There are any number of dates currently in the $100-$200 range in VG-8, with most of the remaining Carson City dates falling into that price range along with a couple others. The rest of the Morgan dollars in circulated grades tend to be around $20 in VG-8. There are a few that bring small premiums, but the number of dates that are available for very modest prices is large enough to make for quite a collection, affordable to the kids of this generation who still cut lawns for their incomes.
There is one other date that you probably will not be able to add to a circulated Morgan dollar collection. The 1895, with a listed mintage of 12,880, was actually a proof-only issue that had a mintage believed to be 880. It was a simple clerical error or at least that is what we believe happened. There have been some who historically have suggested that perhaps the 12,000 business strikes of the 1895 were melted in the Pittman Act melting, but that seems increasingly unlikely as the 1895 should have at least had an example saved for the Assay Commission but that coin was also a proof. Realistically the 1895 was heavily saved as they only went to collectors with more than 50 percent of the entire mintage probably available today. There is a price listing of $21,500 in VG-8, but the problem is that there are probably no coins in that grade. There may be some impaired proofs, especially when there are hundreds known, but finding one in such a low grade is unlikely and that means an 1895 would cost much more as the grade would be much higher and when the coin is a significant rarity, there are always buyers looking for a lower priced example to fill that hole.

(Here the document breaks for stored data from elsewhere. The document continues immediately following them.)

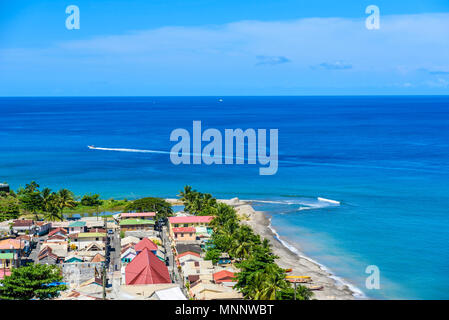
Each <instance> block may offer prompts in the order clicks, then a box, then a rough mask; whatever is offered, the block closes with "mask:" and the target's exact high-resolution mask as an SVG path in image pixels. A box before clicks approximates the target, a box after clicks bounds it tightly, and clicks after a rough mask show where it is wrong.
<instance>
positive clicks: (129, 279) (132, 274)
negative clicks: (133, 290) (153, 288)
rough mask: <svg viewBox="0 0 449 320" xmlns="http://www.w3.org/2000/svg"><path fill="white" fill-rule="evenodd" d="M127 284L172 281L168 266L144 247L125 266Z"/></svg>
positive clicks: (126, 282) (125, 278) (143, 283)
mask: <svg viewBox="0 0 449 320" xmlns="http://www.w3.org/2000/svg"><path fill="white" fill-rule="evenodd" d="M125 279H126V284H127V285H136V284H156V283H171V279H170V275H169V273H168V269H167V266H166V265H165V263H163V262H162V261H161V260H159V258H158V257H156V256H155V255H154V254H153V253H152V252H151V251H150V250H148V249H147V248H144V249H143V251H141V252H140V253H139V254H138V255H137V256H136V257H135V258H134V259H133V260H132V261H131V262H130V263H129V264H128V265H127V266H126V268H125Z"/></svg>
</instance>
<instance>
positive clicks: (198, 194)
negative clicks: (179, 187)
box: [178, 186, 217, 216]
mask: <svg viewBox="0 0 449 320" xmlns="http://www.w3.org/2000/svg"><path fill="white" fill-rule="evenodd" d="M178 196H179V197H180V198H181V201H182V202H183V203H184V210H185V211H186V212H189V213H191V214H195V215H198V216H207V215H210V214H211V210H213V209H214V208H215V207H216V205H217V199H215V198H214V197H212V195H211V194H209V193H201V192H198V191H196V190H192V187H191V186H185V187H184V190H183V191H181V192H180V193H179V195H178Z"/></svg>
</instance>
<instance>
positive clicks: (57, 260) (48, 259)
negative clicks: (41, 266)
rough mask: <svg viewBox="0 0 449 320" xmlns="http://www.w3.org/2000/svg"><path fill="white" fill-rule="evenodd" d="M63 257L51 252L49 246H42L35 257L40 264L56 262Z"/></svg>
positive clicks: (50, 247) (48, 263) (62, 259)
mask: <svg viewBox="0 0 449 320" xmlns="http://www.w3.org/2000/svg"><path fill="white" fill-rule="evenodd" d="M64 259H65V257H63V256H59V255H57V254H55V253H54V252H53V249H52V248H51V247H47V246H46V247H44V248H43V249H42V250H41V251H40V252H39V255H38V257H37V260H38V262H39V263H40V264H57V263H61V262H64Z"/></svg>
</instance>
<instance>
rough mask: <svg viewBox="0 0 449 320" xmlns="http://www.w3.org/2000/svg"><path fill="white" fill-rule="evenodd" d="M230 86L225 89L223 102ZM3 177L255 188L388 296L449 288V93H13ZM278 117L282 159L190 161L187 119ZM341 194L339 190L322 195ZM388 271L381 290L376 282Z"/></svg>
mask: <svg viewBox="0 0 449 320" xmlns="http://www.w3.org/2000/svg"><path fill="white" fill-rule="evenodd" d="M220 98H222V101H221V100H220ZM0 112H1V117H0V128H1V130H0V182H3V181H5V182H8V183H9V184H10V185H11V186H12V188H14V189H17V188H18V187H20V186H24V185H25V183H27V182H29V181H31V180H36V181H38V182H39V184H40V185H41V186H42V187H44V186H49V187H51V188H53V189H58V188H62V187H66V188H69V189H71V190H73V191H74V192H75V193H76V194H77V195H83V194H85V193H99V194H101V196H102V197H103V198H110V197H114V198H128V199H134V198H138V197H144V196H161V197H174V196H175V195H176V194H177V193H178V192H179V190H181V189H182V188H183V186H184V185H187V184H189V185H192V186H193V187H194V188H195V189H197V190H200V191H203V192H210V193H212V194H213V195H214V196H216V197H220V198H224V197H235V196H238V197H239V198H241V199H256V200H261V201H265V202H258V203H256V209H258V210H265V211H267V212H268V213H269V214H270V215H271V216H272V227H273V228H274V229H275V230H276V231H277V232H278V234H279V236H280V237H281V238H282V239H284V240H285V241H287V242H288V243H289V244H290V245H293V246H296V247H299V248H300V249H301V250H302V251H303V252H304V253H305V254H306V255H308V256H309V257H311V258H312V259H314V260H316V261H318V262H319V263H321V264H323V265H324V266H325V267H326V268H328V269H329V270H330V271H332V272H333V273H334V274H335V275H336V276H337V277H342V278H344V279H345V280H347V281H348V282H349V283H351V284H352V285H354V286H356V287H357V288H359V289H360V290H362V291H363V292H364V293H365V294H366V295H367V296H368V297H371V298H377V299H406V298H411V299H449V276H448V275H449V97H176V98H172V97H154V98H152V97H145V98H142V97H135V98H115V97H111V98H0ZM193 120H201V121H202V126H203V128H204V129H207V128H217V129H219V130H224V129H235V128H242V129H247V128H254V129H279V170H278V172H277V174H276V175H272V176H260V175H259V167H260V165H247V164H246V165H212V166H208V165H204V164H203V165H178V166H175V165H173V164H172V163H171V162H170V158H169V155H168V154H164V153H139V152H116V151H101V150H89V149H88V148H87V145H95V146H97V147H105V148H124V149H142V150H156V151H164V152H169V151H170V149H171V147H172V146H173V145H174V144H175V142H171V141H170V140H169V137H170V133H171V132H172V130H174V129H176V128H185V129H187V130H189V131H192V121H193ZM318 197H321V198H325V199H331V200H335V201H338V202H340V203H339V204H338V203H336V202H328V201H326V200H318V199H317V198H318ZM370 265H375V266H377V267H378V268H379V270H380V289H368V288H366V286H365V280H366V277H367V276H369V274H367V273H366V272H365V271H366V268H367V267H368V266H370Z"/></svg>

Otherwise, the Morgan dollar set is one everyone can attempt and in many cases come near completion. There are only 17 dates over $100 in VG-8, not counting VAM varieties. In fact, when you realize that the most expensive coin in the set other than the 1895 would cost $3,800 in VG-8 and that there are only a few coins even topping $500, it is suddenly not a set that is that costly.
You might not turn a lot of heads at a major show with a circulated Morgan dollar collection, but the fact is you will have a lot of fun assembling such a set and enjoying it and that is the main purpose of any collection.